En los segundos, que los Congresistas pueden reformar la Carta mas no cambiarla ni derogarla, es decir, que las reformas no pueden sustituirla por una esencialmente diferente y menos contraria a ella, sino dentro del espíritu y propósitos que ella define integralmente (por ejemplo, no podría autorizar la tortura). Tienen que respetar lo que se ha llamado jurisprudencialmente 'el Bloque de Constitucionalidad'. En el caso de la actual, el enfoque 'garantista' que privilegia los derechos fundamentales, principalmente los individuales, pero también los colectivos y los de las diferentes minorías, entre ellas naturalmente las políticas.

Permitir la reelección de un primer mandatario en ejercicio es desconocer la estructura constitucional. Pero además un cambio de esa naturaleza debe ser acompañado de claridad sobre responsabilidades y facultades de los funcionarios dentro del nuevo esquema (¿hasta dónde y cómo pueden desarrollar actividades proselitistas?), de definición sobre participación del Estado en la financiación de las campañas (¿cuándo los actos de gobierno son costos electorales del Presidente candidato?), de regulación sobre los otros mandatarios escogidos por mandato popular (¿qué pasa cuando un vicepresidente desea aspirar?), etc., es decir, debe adaptarse toda la Constitución a este propósito.

A comenzar por la primera decisión sobre si lo adecuado es un sistema parlamentario o uno presidencialista.

Los ejemplos europeos que se esgrimen para confirmar las bondades de la reelección se basan en el principio de que debe existir armonía permanente entre el legislador y el gobierno y que, además, para que ambos cuenten con el respaldo mayoritario, es necesario que este sea ratificado cada vez que pueda estar en duda. Eso es el sistema parlamentario.

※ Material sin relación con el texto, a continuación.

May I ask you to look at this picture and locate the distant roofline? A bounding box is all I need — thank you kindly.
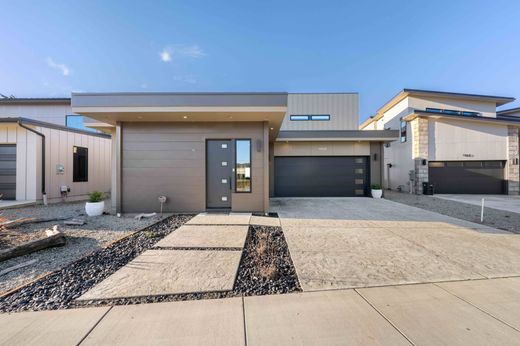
[0,117,112,139]
[497,107,520,115]
[0,97,71,105]
[276,130,399,142]
[403,109,520,126]
[71,91,288,97]
[359,88,515,129]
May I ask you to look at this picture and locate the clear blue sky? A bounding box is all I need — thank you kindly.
[0,0,520,120]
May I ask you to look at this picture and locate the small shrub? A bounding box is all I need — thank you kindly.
[88,191,105,203]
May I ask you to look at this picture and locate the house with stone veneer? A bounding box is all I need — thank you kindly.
[360,89,520,195]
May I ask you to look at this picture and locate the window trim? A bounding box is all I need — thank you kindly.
[72,145,88,183]
[233,138,253,193]
[289,114,330,121]
[310,114,330,121]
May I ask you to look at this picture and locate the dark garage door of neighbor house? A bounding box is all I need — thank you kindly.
[274,156,369,197]
[428,161,507,194]
[0,144,16,199]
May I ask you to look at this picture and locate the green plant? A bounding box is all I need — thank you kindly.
[88,191,105,203]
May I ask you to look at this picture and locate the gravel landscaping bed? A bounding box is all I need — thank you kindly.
[384,190,520,234]
[0,202,167,294]
[0,215,192,312]
[73,226,302,307]
[234,226,302,295]
[0,222,301,312]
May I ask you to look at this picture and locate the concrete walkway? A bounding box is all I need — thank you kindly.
[433,195,520,214]
[0,277,520,345]
[79,213,251,300]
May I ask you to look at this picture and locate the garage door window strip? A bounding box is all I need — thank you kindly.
[235,139,251,193]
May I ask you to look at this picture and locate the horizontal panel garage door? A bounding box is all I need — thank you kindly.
[428,161,506,194]
[274,156,369,197]
[0,144,16,199]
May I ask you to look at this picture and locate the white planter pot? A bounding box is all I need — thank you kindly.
[372,189,383,198]
[85,201,105,216]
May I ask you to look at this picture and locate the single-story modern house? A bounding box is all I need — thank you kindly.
[0,98,112,202]
[360,89,520,195]
[72,92,399,212]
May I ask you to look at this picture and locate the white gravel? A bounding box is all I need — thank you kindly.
[0,202,168,295]
[384,190,520,233]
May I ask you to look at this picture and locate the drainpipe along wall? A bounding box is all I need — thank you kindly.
[18,120,47,205]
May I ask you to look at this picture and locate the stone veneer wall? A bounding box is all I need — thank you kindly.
[507,126,520,195]
[411,118,428,195]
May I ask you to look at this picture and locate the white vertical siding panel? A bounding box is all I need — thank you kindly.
[7,126,18,143]
[15,127,27,201]
[0,126,9,144]
[25,131,40,201]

El caso estadounidense es diferente pues su Constitución no es un pacto entre ciudadanos sino entre Estados para manejar los intereses comunes -relaciones internacionales, comercio interestatal, moneda, ejército-. Por eso, el Presidente no es elegido por voto popular sino por los delegados de los Estados (recuérdese que Bush tuvo menos votos que su rival), la 'Guardia' es un órgano de intervención excepcional y no de control sobre el territorio nacional, y la Corte Suprema no puede pronunciarse sino en instancia de apelación, y solo para casos de conflictos entre Estados o entre la legislación de un Estado y un ciudadano no residente en él; el vínculo político del ciudadano es con cada Estado, ya que los cuerpos policivos, legislativos y judiciales son estaduales y no nacionales.

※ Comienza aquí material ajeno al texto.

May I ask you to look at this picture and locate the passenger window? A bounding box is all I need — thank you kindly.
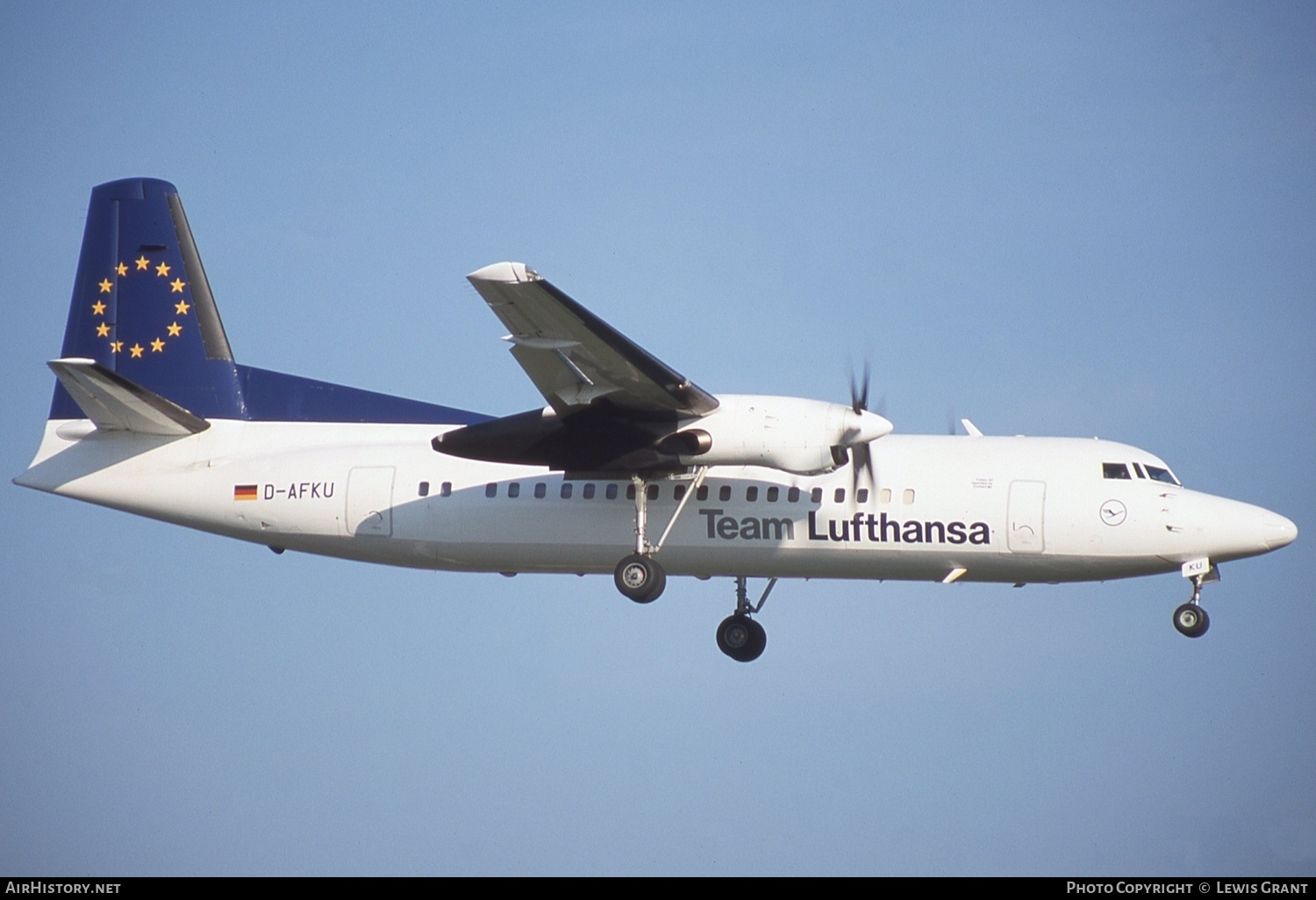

Parece una insensatez y en todo caso sería una irresponsabilidad no estudiar y decidir sobre el contexto y las normas que son consustanciales a una reforma de esa naturaleza, y lanzarnos al vacío aprobando un Acto Legislativo que no se sabe cómo se complementará.

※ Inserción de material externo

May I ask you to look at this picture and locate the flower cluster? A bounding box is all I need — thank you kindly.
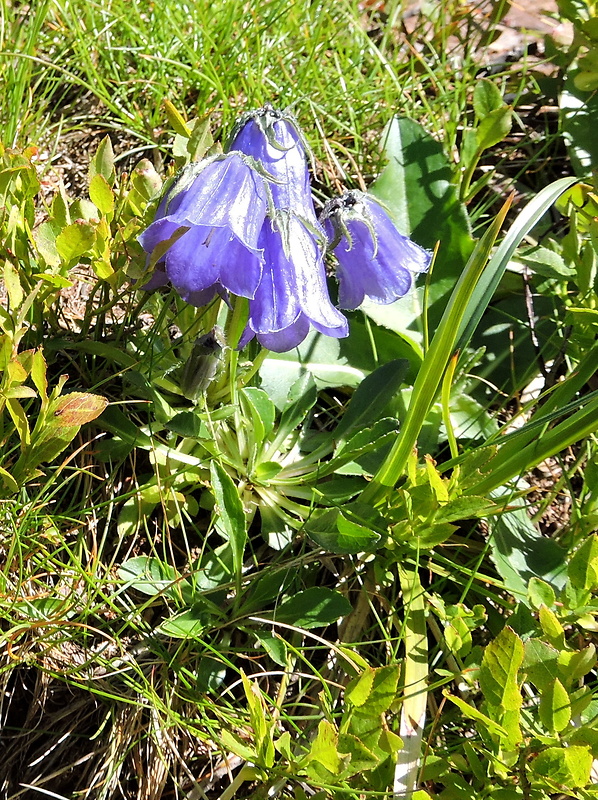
[139,105,430,352]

El gobierno, o sea el Presidente, tiene como parte de sus atribuciones la iniciativa legislativa. Se entiende que ello incluye proponer y participar de posibles reformas o Actos Legislativos. La prohibición a los funcionarios públicos de participar en política no significa que no puedan tener opiniones ni compromisos, sino que para afectar procesos decisorios no pueden usar el poder que su investidura les da. Eso sucede al buscar una reforma que produzca como efecto inmediato el cambio de las reglas aplicables a quien está en ejercicio del poder. La naturaleza de las leyes -y más las que tendrán nivel de 'Norma de normas'- es justamente la intemporalidad y la universalidad, o sea, que no estén destinadas a casos y circunstancias especiales, ni en cuanto al momento ni en cuanto a las personas. Por eso, el argumento de que se debe cambiar la Constitución para poder reelegir al doctor Uribe puede confundir al votante raso, pero exactamente lo contrario deben pensar tanto los legisladores como los jueces de constitucionalidad.